Students and staff members are encouraged to continue wearing masks as symptoms of infection may not show up during the first day or two and Student Health Services asks students and faculty to submit a COVID-19 positive case report to the COVID response team if infected or if someone they know has contracted the virus.
Student Carson Chow shares, “COVID is still a thing. As long as I wear a mask and stay up to date with vaccines, I should be fine, but I think [City College] should do more to announce those changes.”
According to data published on City College’s COVID-19 update page, there are 1,613 faculty and staff who have had their vaccination status confirmed with 34 exemptions and the number of students who have had their vaccination status confirmed is 31,336 with 275 exemptions.
From Jan. 9, 2022 to March 19, 2023, there have been a total of 252 reported cases on campus. In 2023, the current highest number of positive cases in a single week is 10 with averages of one to four per week. You may find more information at https://www.ccsf.edu/covid-19-updates/safety-dashboard.
Student Irish Gwyneth Villanueva says, “People can still decide whether to take a class online or not depending on what it offers so I don’t really think COVID is much of a threat to the campus.”
A symptom chart of coronavirus can be found with help from the World Health Organization. As COVID has similarities with the cold and flu, students and faculty should continue to test themselves and quarantine if feeling unwell.
High risk groups include those with compromised immune systems or chronic health conditions, and seniors. If feeling unwell, stay home and rest. Your body will thank you.
“COVID doesn’t seem to be a threat as people are getting vaccinated, and even if not, students and faculty are still wearing masks,” says Tyree Booker, “even if they’re not wearing masks, there shouldn’t be a scare if they’re honest with themselves.”

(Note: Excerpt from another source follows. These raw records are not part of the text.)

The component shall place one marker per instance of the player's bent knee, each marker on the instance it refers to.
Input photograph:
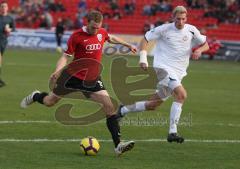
(153, 105)
(181, 96)
(50, 102)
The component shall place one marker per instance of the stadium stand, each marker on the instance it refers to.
(133, 23)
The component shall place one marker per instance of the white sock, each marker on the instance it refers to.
(175, 114)
(137, 107)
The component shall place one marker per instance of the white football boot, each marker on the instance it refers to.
(123, 147)
(28, 99)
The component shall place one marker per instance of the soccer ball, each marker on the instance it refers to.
(89, 146)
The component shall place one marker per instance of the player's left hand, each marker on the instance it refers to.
(196, 54)
(133, 49)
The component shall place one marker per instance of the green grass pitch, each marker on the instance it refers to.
(210, 123)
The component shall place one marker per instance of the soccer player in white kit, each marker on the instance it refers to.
(174, 42)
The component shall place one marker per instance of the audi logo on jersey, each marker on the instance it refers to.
(93, 47)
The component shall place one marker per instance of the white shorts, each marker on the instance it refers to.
(167, 82)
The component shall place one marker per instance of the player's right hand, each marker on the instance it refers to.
(143, 66)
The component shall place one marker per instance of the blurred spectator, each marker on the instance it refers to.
(158, 22)
(129, 7)
(165, 6)
(46, 20)
(147, 10)
(114, 5)
(82, 4)
(154, 8)
(69, 25)
(80, 17)
(59, 7)
(147, 26)
(59, 31)
(105, 26)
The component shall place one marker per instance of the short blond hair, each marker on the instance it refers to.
(95, 16)
(179, 9)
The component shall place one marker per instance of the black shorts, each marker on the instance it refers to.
(67, 84)
(3, 45)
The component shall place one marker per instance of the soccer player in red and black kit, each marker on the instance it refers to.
(85, 46)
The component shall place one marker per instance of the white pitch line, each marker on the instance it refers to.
(39, 140)
(54, 122)
(25, 122)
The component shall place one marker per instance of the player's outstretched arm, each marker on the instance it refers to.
(143, 54)
(198, 52)
(117, 40)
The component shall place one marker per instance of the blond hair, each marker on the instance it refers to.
(95, 16)
(179, 9)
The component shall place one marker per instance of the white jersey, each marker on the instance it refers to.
(174, 47)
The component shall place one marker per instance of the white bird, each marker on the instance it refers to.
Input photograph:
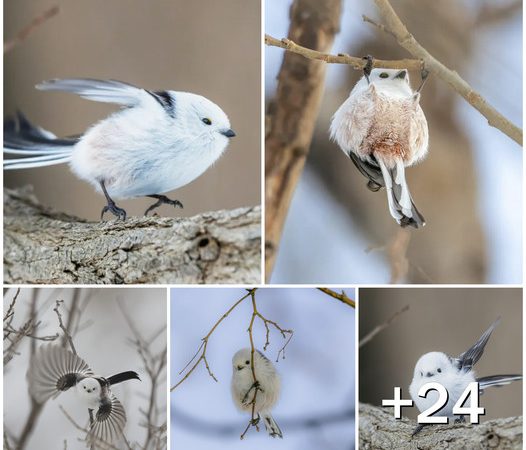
(53, 370)
(382, 128)
(158, 141)
(454, 374)
(268, 387)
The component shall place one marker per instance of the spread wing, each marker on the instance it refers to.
(109, 421)
(108, 91)
(469, 358)
(54, 369)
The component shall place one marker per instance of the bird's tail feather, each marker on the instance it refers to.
(38, 147)
(401, 205)
(497, 381)
(271, 426)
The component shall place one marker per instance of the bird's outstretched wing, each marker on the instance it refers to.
(108, 91)
(469, 358)
(54, 369)
(109, 422)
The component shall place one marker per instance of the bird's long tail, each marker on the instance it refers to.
(271, 426)
(36, 146)
(497, 381)
(401, 205)
(123, 376)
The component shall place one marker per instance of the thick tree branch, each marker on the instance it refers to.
(379, 430)
(293, 113)
(393, 25)
(44, 247)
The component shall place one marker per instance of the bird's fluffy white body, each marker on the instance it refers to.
(242, 387)
(383, 125)
(437, 367)
(159, 154)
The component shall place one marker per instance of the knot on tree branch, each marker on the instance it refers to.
(42, 246)
(379, 430)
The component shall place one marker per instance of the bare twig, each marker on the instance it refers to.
(378, 329)
(356, 62)
(341, 297)
(25, 32)
(201, 351)
(67, 335)
(394, 26)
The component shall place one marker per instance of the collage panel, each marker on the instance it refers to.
(411, 337)
(301, 393)
(389, 180)
(85, 368)
(132, 143)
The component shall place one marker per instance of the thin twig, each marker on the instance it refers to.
(25, 32)
(67, 336)
(368, 337)
(394, 26)
(341, 297)
(201, 351)
(341, 58)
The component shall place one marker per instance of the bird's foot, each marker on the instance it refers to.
(114, 209)
(162, 200)
(368, 67)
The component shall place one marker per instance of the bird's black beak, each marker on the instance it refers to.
(228, 133)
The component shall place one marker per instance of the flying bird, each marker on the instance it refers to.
(157, 142)
(455, 374)
(266, 389)
(53, 370)
(382, 128)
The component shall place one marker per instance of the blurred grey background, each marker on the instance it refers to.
(103, 342)
(317, 375)
(446, 320)
(469, 188)
(204, 46)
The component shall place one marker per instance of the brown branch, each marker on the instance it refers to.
(293, 113)
(25, 32)
(394, 26)
(356, 62)
(378, 329)
(201, 351)
(341, 297)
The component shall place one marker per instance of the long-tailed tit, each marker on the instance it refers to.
(53, 369)
(158, 141)
(382, 128)
(267, 385)
(454, 374)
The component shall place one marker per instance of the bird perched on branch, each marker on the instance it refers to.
(53, 370)
(260, 395)
(382, 128)
(158, 142)
(455, 374)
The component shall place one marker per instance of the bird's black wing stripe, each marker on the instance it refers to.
(166, 101)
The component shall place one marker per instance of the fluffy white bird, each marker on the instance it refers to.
(53, 369)
(268, 387)
(382, 128)
(158, 141)
(454, 374)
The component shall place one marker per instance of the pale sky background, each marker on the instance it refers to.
(317, 374)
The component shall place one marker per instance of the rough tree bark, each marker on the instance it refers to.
(42, 246)
(292, 115)
(379, 430)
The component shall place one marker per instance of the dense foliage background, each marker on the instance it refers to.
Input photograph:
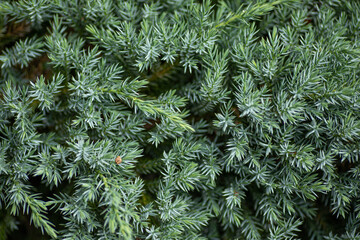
(179, 119)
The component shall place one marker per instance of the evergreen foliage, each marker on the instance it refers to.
(179, 119)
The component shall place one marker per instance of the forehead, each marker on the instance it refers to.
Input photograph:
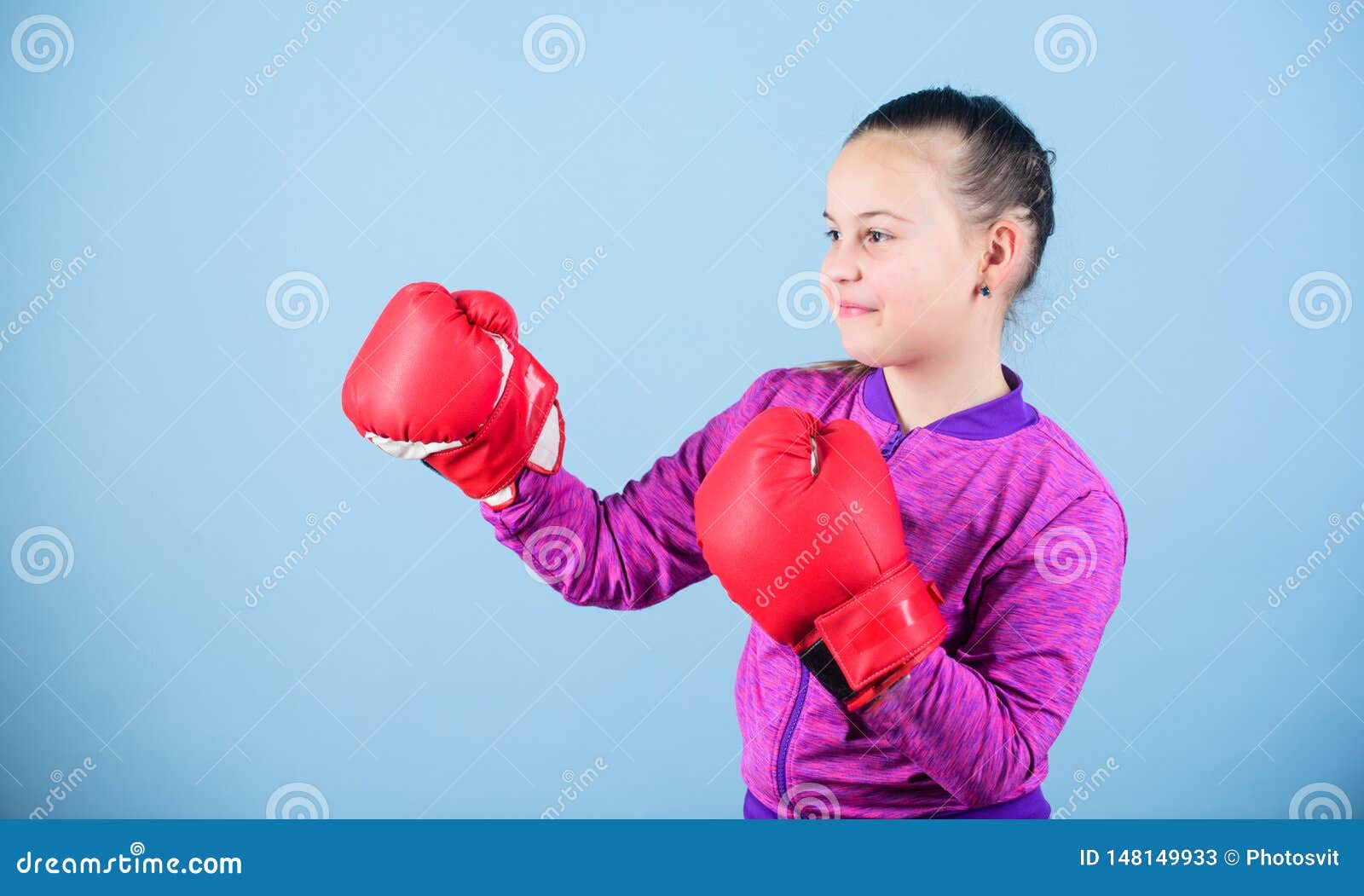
(888, 171)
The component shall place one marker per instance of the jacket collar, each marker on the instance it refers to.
(999, 416)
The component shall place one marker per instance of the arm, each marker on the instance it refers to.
(981, 723)
(629, 550)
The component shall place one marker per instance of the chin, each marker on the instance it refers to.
(868, 350)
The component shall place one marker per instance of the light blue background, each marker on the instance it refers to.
(409, 668)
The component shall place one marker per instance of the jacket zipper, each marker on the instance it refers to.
(887, 450)
(789, 732)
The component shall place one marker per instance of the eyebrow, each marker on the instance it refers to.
(872, 214)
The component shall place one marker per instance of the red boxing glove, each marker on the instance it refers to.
(442, 378)
(800, 523)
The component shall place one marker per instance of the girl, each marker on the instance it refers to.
(939, 207)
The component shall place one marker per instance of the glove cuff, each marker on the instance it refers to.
(868, 643)
(512, 438)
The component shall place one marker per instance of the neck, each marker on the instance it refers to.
(929, 390)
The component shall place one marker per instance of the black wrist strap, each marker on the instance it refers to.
(822, 664)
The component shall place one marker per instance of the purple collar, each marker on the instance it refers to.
(989, 420)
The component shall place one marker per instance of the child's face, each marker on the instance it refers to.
(900, 268)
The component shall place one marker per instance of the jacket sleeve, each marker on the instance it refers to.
(980, 723)
(633, 548)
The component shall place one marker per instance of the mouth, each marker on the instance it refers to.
(852, 309)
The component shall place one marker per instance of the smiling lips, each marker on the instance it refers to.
(849, 309)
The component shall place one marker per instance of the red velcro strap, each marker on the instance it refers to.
(890, 625)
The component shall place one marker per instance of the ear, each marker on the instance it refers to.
(1003, 255)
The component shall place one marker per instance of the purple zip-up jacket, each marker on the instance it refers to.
(1002, 509)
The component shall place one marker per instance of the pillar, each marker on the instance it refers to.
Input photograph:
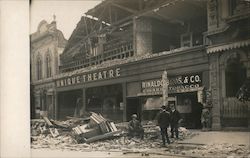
(83, 108)
(142, 36)
(124, 98)
(56, 105)
(215, 90)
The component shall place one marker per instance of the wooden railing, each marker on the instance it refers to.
(233, 108)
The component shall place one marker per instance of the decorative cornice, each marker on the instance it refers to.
(227, 46)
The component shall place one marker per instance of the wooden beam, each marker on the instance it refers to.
(171, 20)
(124, 8)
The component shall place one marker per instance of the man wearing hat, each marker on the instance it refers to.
(135, 128)
(163, 122)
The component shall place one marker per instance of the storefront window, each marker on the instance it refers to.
(39, 68)
(48, 65)
(150, 107)
(235, 76)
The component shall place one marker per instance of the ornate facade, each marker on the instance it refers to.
(47, 43)
(115, 57)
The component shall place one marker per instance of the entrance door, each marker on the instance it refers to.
(133, 107)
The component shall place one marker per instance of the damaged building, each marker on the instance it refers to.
(114, 61)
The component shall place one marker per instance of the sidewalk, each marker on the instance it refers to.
(219, 137)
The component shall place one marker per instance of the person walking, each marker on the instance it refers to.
(135, 128)
(163, 122)
(174, 121)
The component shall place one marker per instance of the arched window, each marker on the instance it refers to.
(48, 66)
(39, 68)
(235, 76)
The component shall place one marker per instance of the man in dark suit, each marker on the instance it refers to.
(163, 122)
(174, 121)
(135, 128)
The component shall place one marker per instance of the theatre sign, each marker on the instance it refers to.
(178, 84)
(87, 77)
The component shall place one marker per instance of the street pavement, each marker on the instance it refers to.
(219, 137)
(205, 138)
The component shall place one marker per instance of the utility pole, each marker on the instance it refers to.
(165, 88)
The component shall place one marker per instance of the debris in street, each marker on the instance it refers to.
(88, 136)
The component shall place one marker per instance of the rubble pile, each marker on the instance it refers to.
(220, 150)
(81, 130)
(76, 134)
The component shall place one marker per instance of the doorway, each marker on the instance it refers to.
(133, 107)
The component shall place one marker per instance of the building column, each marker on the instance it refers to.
(248, 102)
(56, 105)
(124, 98)
(83, 108)
(214, 87)
(142, 30)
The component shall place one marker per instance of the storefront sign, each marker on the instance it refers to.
(106, 74)
(179, 84)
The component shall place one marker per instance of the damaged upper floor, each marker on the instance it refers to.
(118, 29)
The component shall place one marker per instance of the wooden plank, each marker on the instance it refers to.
(78, 118)
(100, 137)
(47, 121)
(58, 123)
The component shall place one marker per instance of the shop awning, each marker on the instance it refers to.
(224, 47)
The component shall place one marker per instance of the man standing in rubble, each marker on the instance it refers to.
(174, 121)
(135, 128)
(163, 122)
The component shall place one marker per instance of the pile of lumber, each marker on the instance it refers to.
(83, 130)
(98, 128)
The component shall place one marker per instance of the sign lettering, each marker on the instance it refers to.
(106, 74)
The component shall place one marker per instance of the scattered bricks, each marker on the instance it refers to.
(47, 121)
(54, 132)
(100, 137)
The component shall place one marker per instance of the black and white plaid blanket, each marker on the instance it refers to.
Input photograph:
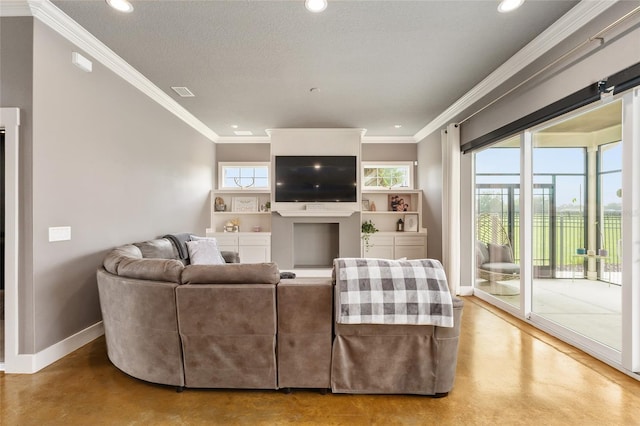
(381, 291)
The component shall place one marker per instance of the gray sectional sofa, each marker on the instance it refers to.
(239, 326)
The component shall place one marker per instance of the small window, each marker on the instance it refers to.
(243, 176)
(385, 175)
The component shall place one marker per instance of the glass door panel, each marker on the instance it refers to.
(497, 202)
(577, 174)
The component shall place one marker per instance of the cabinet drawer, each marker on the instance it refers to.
(255, 240)
(229, 239)
(406, 240)
(381, 240)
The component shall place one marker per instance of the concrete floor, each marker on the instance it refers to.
(509, 373)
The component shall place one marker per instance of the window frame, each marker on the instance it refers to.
(388, 164)
(223, 165)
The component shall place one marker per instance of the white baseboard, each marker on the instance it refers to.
(465, 290)
(32, 363)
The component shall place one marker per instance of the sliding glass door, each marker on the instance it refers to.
(572, 286)
(497, 223)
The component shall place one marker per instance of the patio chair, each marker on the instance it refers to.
(494, 253)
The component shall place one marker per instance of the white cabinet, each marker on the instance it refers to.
(387, 243)
(247, 207)
(396, 245)
(252, 247)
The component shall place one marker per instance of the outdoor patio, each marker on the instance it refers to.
(589, 307)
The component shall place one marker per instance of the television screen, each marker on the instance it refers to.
(316, 178)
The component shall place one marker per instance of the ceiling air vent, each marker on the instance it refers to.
(183, 91)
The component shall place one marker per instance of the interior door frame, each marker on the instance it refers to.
(10, 121)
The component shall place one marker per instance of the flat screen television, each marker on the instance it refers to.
(315, 178)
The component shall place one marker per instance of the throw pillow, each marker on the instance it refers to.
(196, 238)
(204, 252)
(500, 253)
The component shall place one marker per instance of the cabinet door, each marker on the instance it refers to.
(411, 252)
(379, 252)
(254, 254)
(226, 241)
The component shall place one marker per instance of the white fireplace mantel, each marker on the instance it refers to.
(315, 213)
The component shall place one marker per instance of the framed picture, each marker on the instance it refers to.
(411, 223)
(399, 203)
(245, 204)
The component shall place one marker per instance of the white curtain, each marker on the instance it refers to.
(451, 205)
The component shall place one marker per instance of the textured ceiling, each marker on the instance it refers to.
(375, 64)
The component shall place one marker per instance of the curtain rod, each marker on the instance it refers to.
(597, 36)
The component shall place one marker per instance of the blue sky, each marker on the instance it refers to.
(560, 161)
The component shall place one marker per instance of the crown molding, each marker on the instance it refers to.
(243, 139)
(50, 15)
(389, 139)
(14, 8)
(583, 13)
(267, 139)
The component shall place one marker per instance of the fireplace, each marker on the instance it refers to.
(312, 242)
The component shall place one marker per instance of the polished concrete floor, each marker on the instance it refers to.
(509, 373)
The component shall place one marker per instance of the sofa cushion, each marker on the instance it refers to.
(500, 253)
(151, 269)
(204, 252)
(232, 273)
(160, 248)
(502, 267)
(115, 256)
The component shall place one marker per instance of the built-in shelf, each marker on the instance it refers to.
(315, 213)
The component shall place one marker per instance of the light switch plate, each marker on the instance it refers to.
(59, 233)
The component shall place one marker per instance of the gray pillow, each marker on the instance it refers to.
(499, 253)
(482, 253)
(204, 252)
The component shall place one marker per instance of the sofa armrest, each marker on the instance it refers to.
(230, 256)
(232, 273)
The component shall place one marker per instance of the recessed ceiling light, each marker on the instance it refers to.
(315, 6)
(121, 5)
(183, 91)
(509, 5)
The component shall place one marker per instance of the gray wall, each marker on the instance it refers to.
(620, 50)
(591, 64)
(430, 181)
(107, 161)
(389, 152)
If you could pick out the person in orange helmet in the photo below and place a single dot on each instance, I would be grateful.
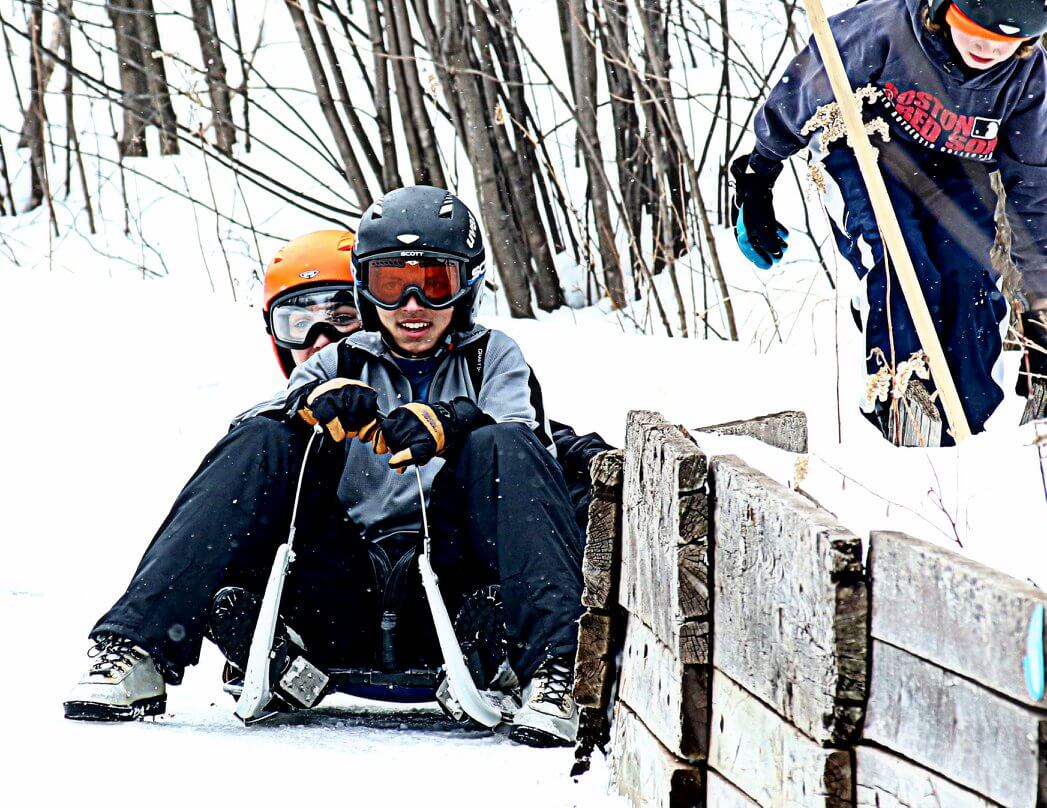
(308, 295)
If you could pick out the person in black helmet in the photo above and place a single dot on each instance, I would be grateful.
(424, 385)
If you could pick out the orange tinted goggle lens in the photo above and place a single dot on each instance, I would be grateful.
(958, 20)
(438, 281)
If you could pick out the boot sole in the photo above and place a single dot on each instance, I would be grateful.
(537, 738)
(93, 711)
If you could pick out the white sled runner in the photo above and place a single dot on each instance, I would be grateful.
(252, 704)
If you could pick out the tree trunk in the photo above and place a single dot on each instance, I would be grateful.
(383, 113)
(474, 132)
(39, 189)
(30, 121)
(155, 74)
(352, 166)
(583, 57)
(519, 186)
(407, 125)
(347, 102)
(416, 97)
(629, 151)
(218, 88)
(134, 89)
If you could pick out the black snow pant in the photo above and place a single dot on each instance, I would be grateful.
(499, 513)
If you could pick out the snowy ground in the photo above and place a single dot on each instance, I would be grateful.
(109, 407)
(99, 433)
(109, 410)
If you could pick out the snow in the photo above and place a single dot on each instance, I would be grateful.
(112, 409)
(110, 405)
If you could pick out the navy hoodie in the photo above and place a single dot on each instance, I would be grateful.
(997, 117)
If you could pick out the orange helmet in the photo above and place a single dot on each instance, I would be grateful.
(316, 262)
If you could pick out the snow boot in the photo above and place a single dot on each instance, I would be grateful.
(296, 682)
(123, 683)
(1036, 405)
(480, 627)
(913, 421)
(550, 715)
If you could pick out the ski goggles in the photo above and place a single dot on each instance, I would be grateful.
(297, 320)
(958, 20)
(437, 281)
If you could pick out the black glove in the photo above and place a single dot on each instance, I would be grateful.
(346, 407)
(1034, 361)
(417, 432)
(761, 239)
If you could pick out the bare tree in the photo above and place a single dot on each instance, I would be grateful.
(218, 88)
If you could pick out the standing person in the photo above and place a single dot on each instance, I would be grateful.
(499, 508)
(961, 85)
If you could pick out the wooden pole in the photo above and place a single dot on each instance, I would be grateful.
(888, 221)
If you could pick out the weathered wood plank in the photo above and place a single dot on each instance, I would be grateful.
(720, 793)
(951, 725)
(594, 661)
(645, 772)
(972, 620)
(601, 561)
(885, 781)
(664, 578)
(670, 697)
(783, 430)
(767, 758)
(791, 603)
(605, 471)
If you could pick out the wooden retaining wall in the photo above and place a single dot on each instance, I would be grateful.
(759, 661)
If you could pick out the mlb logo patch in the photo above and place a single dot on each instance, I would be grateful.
(985, 129)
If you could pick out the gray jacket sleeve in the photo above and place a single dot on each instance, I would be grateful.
(509, 391)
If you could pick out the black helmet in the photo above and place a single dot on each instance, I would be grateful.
(414, 224)
(1008, 18)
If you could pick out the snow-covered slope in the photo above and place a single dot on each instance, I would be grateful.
(106, 412)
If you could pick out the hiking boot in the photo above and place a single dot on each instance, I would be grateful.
(480, 627)
(121, 685)
(550, 715)
(295, 682)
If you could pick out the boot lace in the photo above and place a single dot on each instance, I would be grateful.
(553, 681)
(113, 655)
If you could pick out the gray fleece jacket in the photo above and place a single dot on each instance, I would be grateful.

In response to courses that usually become full, students believe that as long as an individual understands what their body is going through, they can make the judgment to notify the teacher and stay home. If students feel at risk in-person, they can always wear a mask and sit farther away from others.
As masks are no longer mandated and vaccination cards will soon not be required, remember to wash your hands and be mindful of your surroundings. Some students still believe COVID is a threat to some degree and hope that peers will follow the procedures on what to do when ill.